In fact, after four months, as melatonin gradually develops, a baby's long sleep and the body's circadian rhythm should slowly stabilize. At this point, it's time to introduce the "biological clock" that adapts to the healthy growth of the baby! At different stages of life, the body has different physiological clock intervals suitable for wakefulness and sleep. Think about our teenage years, when we always couldn't sleep at night and wanted to chat with friends, but always overslept in the morning. Have you ever thought that besides friends being more interesting than parents at this stage, a large part of this is actually caused by the circadian rhythm during adolescence? [2]

When a baby can healthily be exposed to enough sunlight every day, allowing the pituitary gland to develop fully, and follow the circadian rhythm according to their age, that is the key to good sleep.

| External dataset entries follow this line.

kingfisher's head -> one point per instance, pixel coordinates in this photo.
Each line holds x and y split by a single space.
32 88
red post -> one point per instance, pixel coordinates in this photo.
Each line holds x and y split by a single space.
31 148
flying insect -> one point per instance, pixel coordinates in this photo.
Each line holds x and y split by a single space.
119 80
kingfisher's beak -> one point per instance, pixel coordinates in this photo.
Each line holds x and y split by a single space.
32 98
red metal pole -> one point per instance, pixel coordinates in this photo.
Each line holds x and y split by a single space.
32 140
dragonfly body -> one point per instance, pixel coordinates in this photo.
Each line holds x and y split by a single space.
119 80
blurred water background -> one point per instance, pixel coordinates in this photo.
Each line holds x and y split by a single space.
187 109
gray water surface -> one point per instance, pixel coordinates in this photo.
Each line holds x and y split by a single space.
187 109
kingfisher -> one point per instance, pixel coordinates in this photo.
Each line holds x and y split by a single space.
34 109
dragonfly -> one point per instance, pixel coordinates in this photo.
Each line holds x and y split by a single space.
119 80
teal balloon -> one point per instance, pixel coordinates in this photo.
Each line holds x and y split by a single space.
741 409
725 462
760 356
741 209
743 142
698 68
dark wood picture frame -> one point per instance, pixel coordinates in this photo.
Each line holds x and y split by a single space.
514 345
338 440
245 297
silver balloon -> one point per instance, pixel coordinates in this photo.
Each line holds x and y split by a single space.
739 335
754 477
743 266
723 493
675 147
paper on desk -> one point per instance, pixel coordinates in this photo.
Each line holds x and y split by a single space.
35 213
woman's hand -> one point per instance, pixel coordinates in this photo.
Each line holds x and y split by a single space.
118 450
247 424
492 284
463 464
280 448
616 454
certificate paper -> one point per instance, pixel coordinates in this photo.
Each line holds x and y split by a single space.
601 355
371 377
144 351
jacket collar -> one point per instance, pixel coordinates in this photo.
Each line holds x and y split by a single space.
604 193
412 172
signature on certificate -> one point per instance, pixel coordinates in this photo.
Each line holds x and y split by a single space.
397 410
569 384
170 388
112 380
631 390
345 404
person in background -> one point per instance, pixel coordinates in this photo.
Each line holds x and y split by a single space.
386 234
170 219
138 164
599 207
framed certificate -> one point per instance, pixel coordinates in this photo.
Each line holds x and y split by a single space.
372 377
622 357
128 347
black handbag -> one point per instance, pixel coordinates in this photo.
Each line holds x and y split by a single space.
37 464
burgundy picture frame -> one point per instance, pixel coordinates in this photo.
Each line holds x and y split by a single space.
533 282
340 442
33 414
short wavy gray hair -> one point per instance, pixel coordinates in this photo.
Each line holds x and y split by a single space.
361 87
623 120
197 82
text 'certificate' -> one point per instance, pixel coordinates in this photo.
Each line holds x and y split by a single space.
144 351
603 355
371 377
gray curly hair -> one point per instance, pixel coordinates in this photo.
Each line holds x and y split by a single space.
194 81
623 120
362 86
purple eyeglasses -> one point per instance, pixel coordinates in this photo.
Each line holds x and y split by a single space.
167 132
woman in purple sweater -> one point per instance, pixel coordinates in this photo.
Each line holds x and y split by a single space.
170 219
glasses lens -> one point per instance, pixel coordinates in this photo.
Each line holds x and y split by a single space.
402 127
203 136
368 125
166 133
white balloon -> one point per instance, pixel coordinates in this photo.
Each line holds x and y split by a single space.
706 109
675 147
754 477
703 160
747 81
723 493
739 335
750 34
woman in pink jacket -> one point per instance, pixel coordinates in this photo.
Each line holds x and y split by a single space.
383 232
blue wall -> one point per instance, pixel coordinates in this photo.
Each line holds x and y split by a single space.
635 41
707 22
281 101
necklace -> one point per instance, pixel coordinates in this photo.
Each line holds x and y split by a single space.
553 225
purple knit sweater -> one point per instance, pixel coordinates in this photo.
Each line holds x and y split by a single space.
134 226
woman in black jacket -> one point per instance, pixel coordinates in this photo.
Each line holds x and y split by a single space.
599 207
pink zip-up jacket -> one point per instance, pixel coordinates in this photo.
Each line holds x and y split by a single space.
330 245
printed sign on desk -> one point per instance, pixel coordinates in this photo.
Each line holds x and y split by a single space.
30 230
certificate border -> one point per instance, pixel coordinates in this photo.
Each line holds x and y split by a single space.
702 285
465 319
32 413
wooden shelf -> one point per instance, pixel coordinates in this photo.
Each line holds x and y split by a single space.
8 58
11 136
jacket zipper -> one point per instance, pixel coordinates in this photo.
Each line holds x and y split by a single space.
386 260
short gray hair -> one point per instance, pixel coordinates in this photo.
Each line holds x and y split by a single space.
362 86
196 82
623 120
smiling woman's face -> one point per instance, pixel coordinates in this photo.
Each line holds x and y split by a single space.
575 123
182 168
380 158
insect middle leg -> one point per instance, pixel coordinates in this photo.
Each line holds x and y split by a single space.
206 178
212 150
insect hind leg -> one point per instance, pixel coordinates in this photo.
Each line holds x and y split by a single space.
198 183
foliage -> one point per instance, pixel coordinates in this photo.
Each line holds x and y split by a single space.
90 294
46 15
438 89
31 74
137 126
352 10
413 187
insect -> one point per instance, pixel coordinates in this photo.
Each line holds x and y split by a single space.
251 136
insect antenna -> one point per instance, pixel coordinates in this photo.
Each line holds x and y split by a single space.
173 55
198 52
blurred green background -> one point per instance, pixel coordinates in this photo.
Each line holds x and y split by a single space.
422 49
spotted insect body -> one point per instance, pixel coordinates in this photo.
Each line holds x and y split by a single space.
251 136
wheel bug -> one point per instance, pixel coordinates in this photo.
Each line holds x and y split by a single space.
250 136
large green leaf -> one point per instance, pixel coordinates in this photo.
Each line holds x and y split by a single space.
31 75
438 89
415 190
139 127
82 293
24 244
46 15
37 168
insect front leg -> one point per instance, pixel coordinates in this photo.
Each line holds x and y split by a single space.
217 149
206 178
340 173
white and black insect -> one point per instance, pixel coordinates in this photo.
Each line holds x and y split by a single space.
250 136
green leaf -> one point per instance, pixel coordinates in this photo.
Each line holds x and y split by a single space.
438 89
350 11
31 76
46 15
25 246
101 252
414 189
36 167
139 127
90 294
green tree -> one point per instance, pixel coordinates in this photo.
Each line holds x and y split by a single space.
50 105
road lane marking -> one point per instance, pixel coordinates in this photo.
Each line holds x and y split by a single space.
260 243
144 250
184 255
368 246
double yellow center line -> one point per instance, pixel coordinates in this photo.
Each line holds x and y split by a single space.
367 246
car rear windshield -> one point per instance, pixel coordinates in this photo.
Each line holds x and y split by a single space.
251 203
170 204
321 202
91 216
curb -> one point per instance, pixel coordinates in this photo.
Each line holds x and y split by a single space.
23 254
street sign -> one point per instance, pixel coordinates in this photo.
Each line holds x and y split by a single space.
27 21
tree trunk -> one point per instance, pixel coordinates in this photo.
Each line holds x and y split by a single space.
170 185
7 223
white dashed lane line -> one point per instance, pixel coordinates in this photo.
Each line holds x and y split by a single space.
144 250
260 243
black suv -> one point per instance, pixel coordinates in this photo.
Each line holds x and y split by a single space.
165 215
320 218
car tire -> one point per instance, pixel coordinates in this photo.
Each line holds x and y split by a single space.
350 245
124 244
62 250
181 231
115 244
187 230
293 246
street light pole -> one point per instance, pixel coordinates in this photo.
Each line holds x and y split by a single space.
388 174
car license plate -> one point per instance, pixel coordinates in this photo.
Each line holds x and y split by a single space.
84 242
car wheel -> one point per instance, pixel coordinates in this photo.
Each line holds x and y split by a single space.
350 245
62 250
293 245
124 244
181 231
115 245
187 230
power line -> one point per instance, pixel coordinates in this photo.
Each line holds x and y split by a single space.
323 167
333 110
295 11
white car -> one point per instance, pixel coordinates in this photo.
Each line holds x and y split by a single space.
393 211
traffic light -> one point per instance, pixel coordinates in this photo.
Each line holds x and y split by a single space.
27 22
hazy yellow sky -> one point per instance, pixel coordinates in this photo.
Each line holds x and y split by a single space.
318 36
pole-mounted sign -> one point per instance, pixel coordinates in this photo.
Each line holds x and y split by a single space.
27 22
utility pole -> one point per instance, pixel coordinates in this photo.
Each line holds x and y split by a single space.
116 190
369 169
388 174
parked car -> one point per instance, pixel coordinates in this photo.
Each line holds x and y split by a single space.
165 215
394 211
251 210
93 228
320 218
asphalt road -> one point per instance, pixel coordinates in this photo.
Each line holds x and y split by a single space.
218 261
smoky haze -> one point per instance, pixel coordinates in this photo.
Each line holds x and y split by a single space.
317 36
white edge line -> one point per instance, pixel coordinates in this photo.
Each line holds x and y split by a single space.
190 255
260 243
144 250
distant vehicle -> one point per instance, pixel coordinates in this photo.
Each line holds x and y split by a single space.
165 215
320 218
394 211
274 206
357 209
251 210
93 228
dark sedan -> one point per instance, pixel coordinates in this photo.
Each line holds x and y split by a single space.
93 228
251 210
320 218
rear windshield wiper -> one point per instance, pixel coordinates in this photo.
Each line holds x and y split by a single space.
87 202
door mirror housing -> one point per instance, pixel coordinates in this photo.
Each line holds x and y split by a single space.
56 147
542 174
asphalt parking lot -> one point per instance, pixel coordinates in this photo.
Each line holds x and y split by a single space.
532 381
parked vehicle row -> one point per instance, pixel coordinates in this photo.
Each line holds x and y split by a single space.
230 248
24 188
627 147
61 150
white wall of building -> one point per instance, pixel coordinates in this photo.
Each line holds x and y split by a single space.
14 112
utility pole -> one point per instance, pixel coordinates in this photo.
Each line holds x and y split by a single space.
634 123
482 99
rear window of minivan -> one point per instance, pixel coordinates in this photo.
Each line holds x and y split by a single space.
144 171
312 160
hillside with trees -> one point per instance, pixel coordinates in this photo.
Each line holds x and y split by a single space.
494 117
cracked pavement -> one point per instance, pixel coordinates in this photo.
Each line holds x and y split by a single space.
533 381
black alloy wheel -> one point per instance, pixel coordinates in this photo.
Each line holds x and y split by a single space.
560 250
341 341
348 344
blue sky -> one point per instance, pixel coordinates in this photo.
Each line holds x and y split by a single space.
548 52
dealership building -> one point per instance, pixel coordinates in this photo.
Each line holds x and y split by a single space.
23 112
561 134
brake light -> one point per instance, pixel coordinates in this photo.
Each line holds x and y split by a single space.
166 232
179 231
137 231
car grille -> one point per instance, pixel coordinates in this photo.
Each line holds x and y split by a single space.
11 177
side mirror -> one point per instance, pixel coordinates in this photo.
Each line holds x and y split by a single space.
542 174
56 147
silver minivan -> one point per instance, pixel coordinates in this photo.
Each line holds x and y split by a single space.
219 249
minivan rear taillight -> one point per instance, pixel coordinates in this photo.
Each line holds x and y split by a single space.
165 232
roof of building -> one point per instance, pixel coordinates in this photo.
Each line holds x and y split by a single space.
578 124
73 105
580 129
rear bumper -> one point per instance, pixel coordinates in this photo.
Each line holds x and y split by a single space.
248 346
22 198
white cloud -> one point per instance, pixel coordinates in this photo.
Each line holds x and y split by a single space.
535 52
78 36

By syncing sleep with the biological clock, and adapting to hormone and body temperature changes, babies can more easily fall asleep within the right time frame, improving the quality and duration of sleep. When babies sleep well, it naturally helps their physical development and creates a more stable emotional state, allowing them to interact with the world more joyfully. The additional good news is that you finally know when your “Me Time” should happen! Because the biological clock's schedule, at that age, falls within that wonderful, predictable range. With the ability to manage your day, you can schedule work, organize household chores, and even plan when to relax and unwind, all while counting down in your mind!

Babies at different stages will have their most suitable biological clock intervals, allowing babies to adjust their circadian rhythms. The optimal sleep interval can make the time before sleep sweeter and less of a struggle and tears (whether it's from the baby or you!). A good sleep coach can help you craft that transitional interlude according to your child's age and considerate of the needs of family life. The beautiful symphony of life is then left to be played joyfully by parents and babies together!

[1] Crowley, S. J., Acebo, C., & Carskadon, M. A. (2007). Sleep, circadian rhythms, and delayed phase in adolescence. Sleep Medicine, 8(6), 602-612. doi:10.1016/j.sleep.2006.12.002

[2] Carskadon, M. A., & Dement, W. C. (2017). Normal human sleep: An overview. Principles and Practice of Sleep Medicine (Sixth Edition), 15–24.